In the tenth count, DeMaria alleges that the Club was negligent in the representations it made to her daughter when she accepted its offer of employment. The plaintiff states that the Club did not warn her that, as a term and condition of her employment, she would be subjected to the type of behavior that Renzulli directed toward her. The Club argues that this count should be stricken because DeMaria does not allege sufficient facts to support her allegation that the Club's omission of this information was a misstatement of fact. DeMaria contends that she has adequately pleaded this claim.

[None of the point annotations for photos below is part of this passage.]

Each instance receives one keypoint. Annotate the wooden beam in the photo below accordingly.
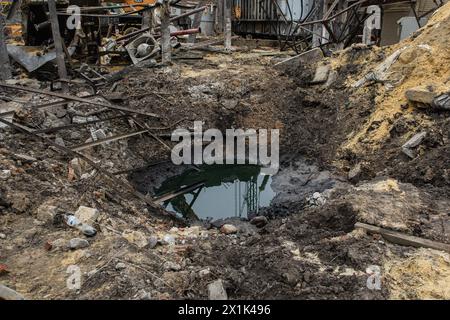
(403, 239)
(57, 40)
(5, 69)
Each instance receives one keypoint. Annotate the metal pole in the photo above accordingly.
(197, 21)
(165, 33)
(227, 19)
(58, 44)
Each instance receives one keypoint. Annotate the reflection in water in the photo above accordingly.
(217, 192)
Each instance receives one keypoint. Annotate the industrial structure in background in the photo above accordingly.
(89, 33)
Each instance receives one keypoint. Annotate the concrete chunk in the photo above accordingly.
(217, 291)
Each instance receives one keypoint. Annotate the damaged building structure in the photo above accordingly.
(109, 29)
(92, 92)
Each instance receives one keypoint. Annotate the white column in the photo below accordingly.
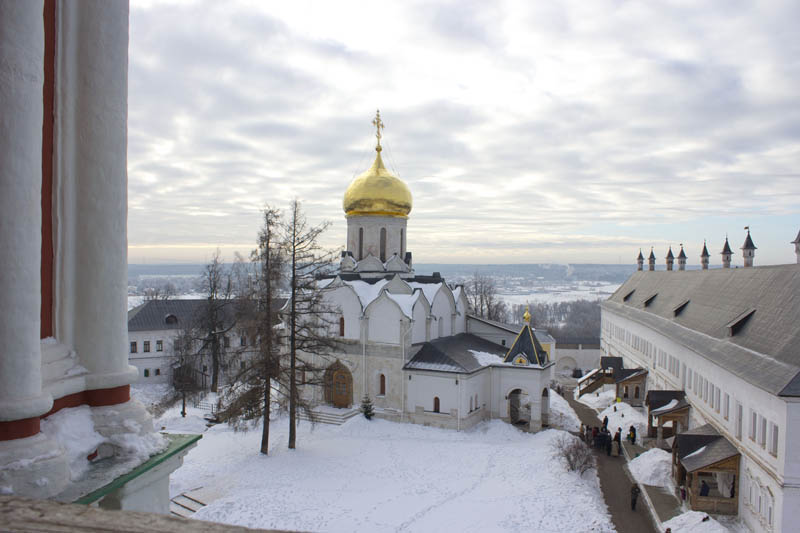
(21, 82)
(91, 122)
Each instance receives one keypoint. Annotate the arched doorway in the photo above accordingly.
(545, 407)
(338, 385)
(519, 408)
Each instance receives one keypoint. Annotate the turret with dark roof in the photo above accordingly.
(748, 250)
(726, 254)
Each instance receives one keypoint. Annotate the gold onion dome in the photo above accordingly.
(377, 192)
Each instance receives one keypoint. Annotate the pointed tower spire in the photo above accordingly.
(748, 249)
(726, 254)
(682, 259)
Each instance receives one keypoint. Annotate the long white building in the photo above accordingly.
(730, 340)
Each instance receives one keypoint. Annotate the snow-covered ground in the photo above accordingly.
(562, 416)
(653, 467)
(623, 415)
(598, 400)
(384, 476)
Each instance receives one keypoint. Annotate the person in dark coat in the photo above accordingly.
(635, 490)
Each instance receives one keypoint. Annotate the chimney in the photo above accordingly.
(748, 249)
(796, 243)
(726, 254)
(704, 256)
(682, 259)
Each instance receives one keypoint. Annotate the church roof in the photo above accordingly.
(743, 319)
(453, 354)
(528, 345)
(748, 243)
(727, 248)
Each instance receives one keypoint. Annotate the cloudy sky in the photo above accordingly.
(528, 132)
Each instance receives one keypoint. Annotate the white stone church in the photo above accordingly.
(406, 340)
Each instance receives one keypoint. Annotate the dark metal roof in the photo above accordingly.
(702, 447)
(611, 362)
(763, 352)
(152, 315)
(748, 243)
(656, 399)
(452, 354)
(528, 345)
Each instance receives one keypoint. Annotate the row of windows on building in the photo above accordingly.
(762, 431)
(146, 345)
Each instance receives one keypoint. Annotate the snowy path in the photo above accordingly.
(383, 476)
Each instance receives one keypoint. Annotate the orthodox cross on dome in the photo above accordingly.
(378, 123)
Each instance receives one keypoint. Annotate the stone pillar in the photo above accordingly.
(22, 400)
(91, 125)
(21, 82)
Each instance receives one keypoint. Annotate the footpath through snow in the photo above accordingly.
(383, 476)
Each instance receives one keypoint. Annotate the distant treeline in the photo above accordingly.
(564, 320)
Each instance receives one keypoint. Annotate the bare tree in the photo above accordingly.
(573, 453)
(481, 293)
(217, 317)
(249, 398)
(308, 317)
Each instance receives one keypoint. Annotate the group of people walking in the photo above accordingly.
(600, 438)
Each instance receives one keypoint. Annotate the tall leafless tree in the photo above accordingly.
(250, 395)
(308, 317)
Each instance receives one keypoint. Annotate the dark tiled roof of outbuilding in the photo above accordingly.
(764, 351)
(452, 354)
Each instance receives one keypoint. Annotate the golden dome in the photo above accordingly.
(377, 192)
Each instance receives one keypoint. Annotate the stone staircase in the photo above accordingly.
(325, 414)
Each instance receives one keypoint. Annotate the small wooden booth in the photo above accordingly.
(706, 466)
(631, 383)
(666, 407)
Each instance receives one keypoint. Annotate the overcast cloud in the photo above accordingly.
(527, 131)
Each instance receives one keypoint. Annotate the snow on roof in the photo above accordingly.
(672, 403)
(366, 292)
(430, 289)
(405, 301)
(588, 375)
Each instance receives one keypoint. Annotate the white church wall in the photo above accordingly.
(372, 226)
(419, 328)
(384, 321)
(347, 303)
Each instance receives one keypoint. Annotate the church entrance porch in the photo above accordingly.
(519, 408)
(338, 385)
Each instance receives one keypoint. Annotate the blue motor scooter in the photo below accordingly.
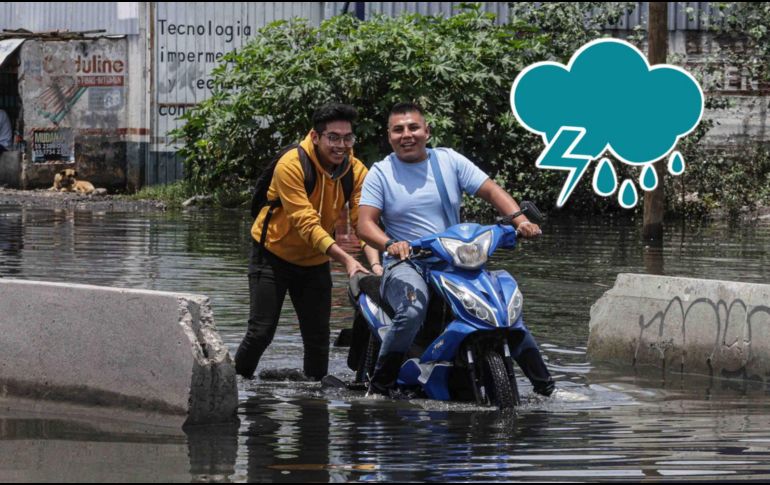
(463, 350)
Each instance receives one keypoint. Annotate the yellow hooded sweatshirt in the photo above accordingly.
(300, 230)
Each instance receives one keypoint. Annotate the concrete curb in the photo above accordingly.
(683, 325)
(134, 350)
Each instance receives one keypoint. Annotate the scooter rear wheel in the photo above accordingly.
(496, 381)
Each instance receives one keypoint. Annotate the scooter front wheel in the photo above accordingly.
(497, 382)
(368, 359)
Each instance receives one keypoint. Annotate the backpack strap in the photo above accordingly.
(308, 169)
(449, 211)
(347, 184)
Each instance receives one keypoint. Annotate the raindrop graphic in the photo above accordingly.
(628, 196)
(605, 178)
(676, 164)
(649, 178)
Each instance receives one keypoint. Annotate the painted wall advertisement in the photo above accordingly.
(54, 145)
(75, 87)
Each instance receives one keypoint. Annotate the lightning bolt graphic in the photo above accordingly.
(558, 155)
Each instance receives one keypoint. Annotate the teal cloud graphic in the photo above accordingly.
(608, 99)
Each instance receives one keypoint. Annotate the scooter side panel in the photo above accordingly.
(446, 346)
(433, 377)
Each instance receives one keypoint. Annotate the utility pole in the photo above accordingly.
(655, 201)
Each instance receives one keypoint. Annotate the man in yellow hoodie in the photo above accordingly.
(298, 245)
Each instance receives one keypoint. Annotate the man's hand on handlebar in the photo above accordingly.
(400, 250)
(528, 230)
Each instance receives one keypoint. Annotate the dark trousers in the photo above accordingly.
(310, 290)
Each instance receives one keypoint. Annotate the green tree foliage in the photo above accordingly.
(460, 69)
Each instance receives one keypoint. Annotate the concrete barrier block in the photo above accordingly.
(134, 350)
(685, 325)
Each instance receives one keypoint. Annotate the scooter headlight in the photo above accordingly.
(515, 306)
(469, 255)
(472, 303)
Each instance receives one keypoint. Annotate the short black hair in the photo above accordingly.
(403, 108)
(333, 112)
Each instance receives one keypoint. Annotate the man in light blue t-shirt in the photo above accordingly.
(401, 192)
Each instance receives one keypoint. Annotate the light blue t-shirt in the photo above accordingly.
(408, 197)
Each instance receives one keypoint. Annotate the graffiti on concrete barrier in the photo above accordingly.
(704, 312)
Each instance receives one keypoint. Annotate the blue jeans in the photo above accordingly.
(404, 288)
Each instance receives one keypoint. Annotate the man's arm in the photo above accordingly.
(505, 205)
(369, 230)
(373, 256)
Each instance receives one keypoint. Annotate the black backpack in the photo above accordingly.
(259, 199)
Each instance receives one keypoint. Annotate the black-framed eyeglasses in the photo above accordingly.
(336, 139)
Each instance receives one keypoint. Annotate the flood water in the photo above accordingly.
(601, 424)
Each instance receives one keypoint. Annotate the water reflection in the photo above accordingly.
(602, 424)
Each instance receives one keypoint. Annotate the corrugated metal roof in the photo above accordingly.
(122, 17)
(118, 18)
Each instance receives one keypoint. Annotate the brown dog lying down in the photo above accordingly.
(66, 181)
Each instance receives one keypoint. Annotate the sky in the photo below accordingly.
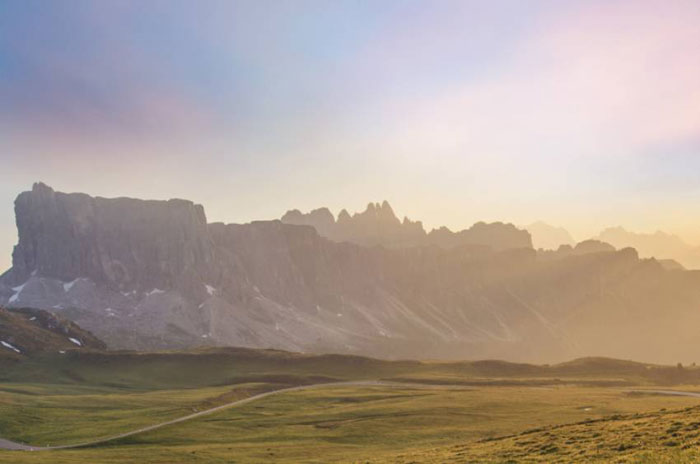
(584, 114)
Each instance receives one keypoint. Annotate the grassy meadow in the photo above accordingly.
(461, 412)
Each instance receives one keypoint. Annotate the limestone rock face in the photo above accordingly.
(122, 243)
(154, 275)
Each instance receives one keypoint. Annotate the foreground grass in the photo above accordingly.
(657, 437)
(44, 415)
(349, 424)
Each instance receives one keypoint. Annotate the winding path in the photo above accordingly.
(10, 445)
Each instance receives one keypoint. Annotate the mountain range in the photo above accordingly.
(143, 274)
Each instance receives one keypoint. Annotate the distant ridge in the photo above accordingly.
(144, 274)
(379, 225)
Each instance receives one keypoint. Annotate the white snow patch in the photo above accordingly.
(10, 347)
(67, 286)
(17, 291)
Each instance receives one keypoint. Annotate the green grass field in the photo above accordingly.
(513, 415)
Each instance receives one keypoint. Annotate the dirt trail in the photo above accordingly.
(10, 445)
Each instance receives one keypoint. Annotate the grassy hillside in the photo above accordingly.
(347, 424)
(460, 412)
(32, 331)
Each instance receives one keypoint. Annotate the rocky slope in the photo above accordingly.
(142, 274)
(659, 245)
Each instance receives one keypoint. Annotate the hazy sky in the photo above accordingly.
(583, 114)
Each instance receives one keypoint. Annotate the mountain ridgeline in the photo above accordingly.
(378, 225)
(154, 274)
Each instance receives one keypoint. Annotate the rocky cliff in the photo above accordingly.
(141, 274)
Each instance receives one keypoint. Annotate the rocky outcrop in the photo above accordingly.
(122, 243)
(547, 237)
(379, 225)
(271, 284)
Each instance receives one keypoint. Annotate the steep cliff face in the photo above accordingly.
(378, 225)
(122, 243)
(145, 275)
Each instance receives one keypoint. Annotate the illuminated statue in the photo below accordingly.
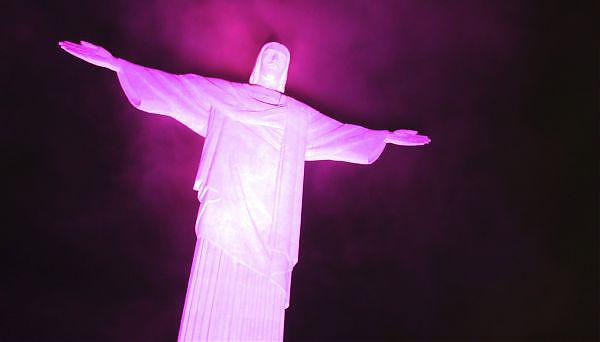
(249, 183)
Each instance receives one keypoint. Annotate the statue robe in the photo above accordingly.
(249, 185)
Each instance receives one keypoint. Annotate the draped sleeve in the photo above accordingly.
(186, 98)
(329, 139)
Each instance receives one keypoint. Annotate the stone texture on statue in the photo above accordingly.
(249, 183)
(250, 177)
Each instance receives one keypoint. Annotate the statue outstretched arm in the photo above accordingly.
(187, 98)
(329, 139)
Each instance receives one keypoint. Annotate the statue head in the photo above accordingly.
(270, 70)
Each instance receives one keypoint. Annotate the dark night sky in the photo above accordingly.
(491, 231)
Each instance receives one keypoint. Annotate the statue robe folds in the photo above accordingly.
(250, 177)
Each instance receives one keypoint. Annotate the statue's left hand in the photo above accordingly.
(91, 53)
(406, 137)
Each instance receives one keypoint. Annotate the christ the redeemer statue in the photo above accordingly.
(249, 183)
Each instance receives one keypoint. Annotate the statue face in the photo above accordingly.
(273, 64)
(271, 68)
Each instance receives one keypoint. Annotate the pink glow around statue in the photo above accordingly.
(249, 183)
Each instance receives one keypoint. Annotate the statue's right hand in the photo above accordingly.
(91, 53)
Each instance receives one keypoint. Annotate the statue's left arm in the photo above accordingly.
(186, 98)
(329, 139)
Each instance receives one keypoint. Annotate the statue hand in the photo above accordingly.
(406, 137)
(91, 53)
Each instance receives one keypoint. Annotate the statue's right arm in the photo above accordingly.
(186, 98)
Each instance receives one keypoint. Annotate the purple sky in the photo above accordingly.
(489, 231)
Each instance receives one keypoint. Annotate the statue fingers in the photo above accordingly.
(406, 131)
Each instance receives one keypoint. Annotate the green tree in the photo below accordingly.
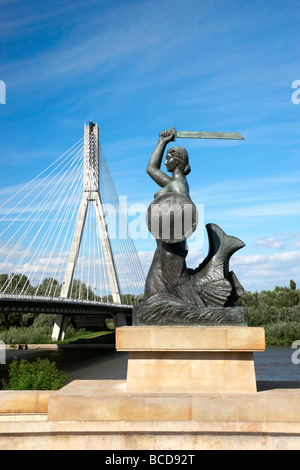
(38, 375)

To maintain a claim for negligent misrepresentation, a plaintiff must allege the following: "1) a false representation was made to the party as a statement of fact, 2) it was made for the guidance of the party' 3) the party making the representation failed to exercise reasonable care in obtaining or communicating the information, and 4) the pleading party justifiably relied on the representation to its detriment." Ocwen FederalBank, FSB v. Rivas, Superior Court, judicial district of Fairfield at Bridgeport, Docket No. CV 99 0368135 (February 21, 2002, Stevens, J.). As to the element at issue, "falsity is an essential element . . . and [the plaintiff] bears the burden of demonstrating that the defendants made certain representations . . . that were in fact untrue." Daley v. AetnaCT Page 1372Life Casualty Co., 249 Conn. 766, 792, 734 A.2d 112 (1999). The tenth count does not contain any factual allegations that support this element. All of the allegations that DeMaria makes about Renzulli pertain to conduct that he engaged in after her daughter began working at the Club. Accordingly, the Club's motion to strike the tenth count is granted.
For the foregoing reasons, the motion to strike filed by defendant Country Club of Fairfield, Inc. is granted with respect to the third, fourth, fifth, eighth, ninth, and tenth counts. The motion is denied with respect to the first count.